Public seaport authority in Washington, US

The Port of Everett is a public seaport district located on Possession Sound in Everett, Washington, United States. Founded in 1918, it operates a small cargo terminal, a public marina, waterfront real estate, and public recreational lands. The Port of Everett is the third-largest container port in the state of Washington, behind Tacoma and Seattle.

==History==

The Port of Everett was established on July 13, 1918, via a referendum of Everett citizens. The port was formed in hopes of luring a naval shipyard amid a maritime boom caused by World War I, which would end a few months later. The new port instead became a major lumber trader in the 1920s, owing to the dominant industry in Everett at the time. A major shipbuilder, the Everett-Pacific Shipbuilding & Dry Dock Company, operated from 1942 to 1949 as part of the national response to World War II, but did not remain in place after the end of the war. The port later became dependent on importing parts for Boeing's aircraft assembly business in Everett, which also required rebuilding of several terminal facilities.

The port sold 110 acre to the U.S. Navy in 1987 for the creation of Naval Station Everett, a military installation that opened in 1991. The Port of Everett acquired the 58 acre Kimberly-Clark mill site in 2019 with plans for a redeveloped office park and other uses.

A referendum to increase the size of the Port of Everett's boundaries to encompass the rest of Snohomish County—excluding the existing Port of Edmonds—was placed on the August 2024 ballot. The port commission proposed the expansion to enlarge its tax base and provide services to a wider area. The proposal received opposition from the Tulalip Tribes.

==Facilities==

The Port of Everett includes both a deep-water commercial seaport and a marina with over 2,300 slips, which is the largest public marina on the United States' West Coast. Ambitious redevelopment began in 2006 to convert the north end of the waterfront into a community of maritime businesses, retail shops and condominiums, beginning with the Port of Everett's Port Gardner Wharf. In 2006, the seaport received 119 ships and 59 barges, totaling some 192,000 short tons of cargo. The port's renovated South Terminal was opened in April 2021, featuring a set of 214 ft cranes and a new dock.

The port also operates a boat launch on 10th Street; it serves a ferry to Jetty Island, an artificial island that was originally constructed in 1895 to help create an easier navigating experience for commercial ships.

==Waterfront businesses==

The waterfront is also home to the Everett Yacht Club, which was founded in 1907, although it existed in some form as early as 1895. During summer months, the marina is home to the Waterfront Concert Series, part of a citywide free concert series. Each September, Tenth Street Park on the waterfront is home to the annual Everett Coho Derby, while each August the marina promenade is gowned in local art during the Fresh Paint Festival of Artists.

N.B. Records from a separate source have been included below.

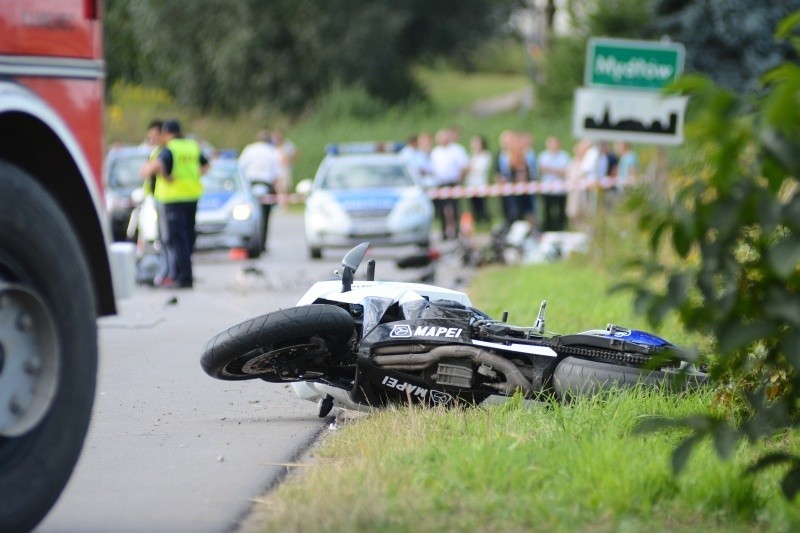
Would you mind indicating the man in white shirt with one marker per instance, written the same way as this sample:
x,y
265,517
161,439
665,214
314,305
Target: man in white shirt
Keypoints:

Residential apartments were first built at the port in 2021. The Port added housing as part of a larger push towards neighborhood and commercial development.

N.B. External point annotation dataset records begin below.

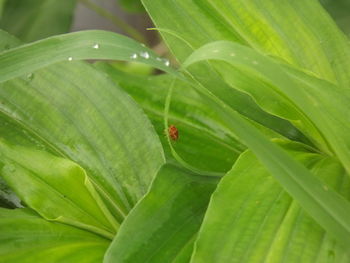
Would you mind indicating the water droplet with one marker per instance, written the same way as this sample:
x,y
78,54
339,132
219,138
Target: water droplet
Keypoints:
x,y
144,55
30,76
11,168
331,254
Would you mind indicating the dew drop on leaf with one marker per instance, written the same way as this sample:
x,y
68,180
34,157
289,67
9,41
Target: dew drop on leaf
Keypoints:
x,y
30,76
144,55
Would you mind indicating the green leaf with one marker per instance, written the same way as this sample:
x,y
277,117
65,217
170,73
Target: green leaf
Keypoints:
x,y
287,30
313,99
340,12
75,112
93,44
327,208
31,20
251,219
27,238
8,198
56,188
163,225
133,6
204,141
187,27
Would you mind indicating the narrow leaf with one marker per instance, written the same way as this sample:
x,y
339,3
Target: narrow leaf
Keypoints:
x,y
251,219
92,44
25,238
163,225
75,112
31,20
56,188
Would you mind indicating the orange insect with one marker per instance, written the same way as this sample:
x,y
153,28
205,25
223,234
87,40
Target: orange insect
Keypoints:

OceanGate, a private submersible manufacturer and operator, moved to the Port of Everett in 2015 and built several vessels at their Everett facility. Following the destruction of their submersible Titan in June 2023 the company's offices were closed indefinitely.

===Redevelopment===

The Port of Everett has several redevelopment programs for 65 acre of the waterfront, named districts, that have been underway since the 2010s; they aim to add mixed-use buildings and non-industrial businesses to the waterfront area. A 142-room hotel opened in late 2019 at Waterfront Place, the first portion of the redeveloped waterfront. It was followed by two apartment buildings with 249 units that opened in 2021 and a restaurant row opened in 2023. The second major area of the redevelopment, named the Millwright District, is scheduled to open beginning in 2026 once construction of new buildings and roads is completed. It is planned to have 40,000 sqft of retail space, office space, and 200 housing units.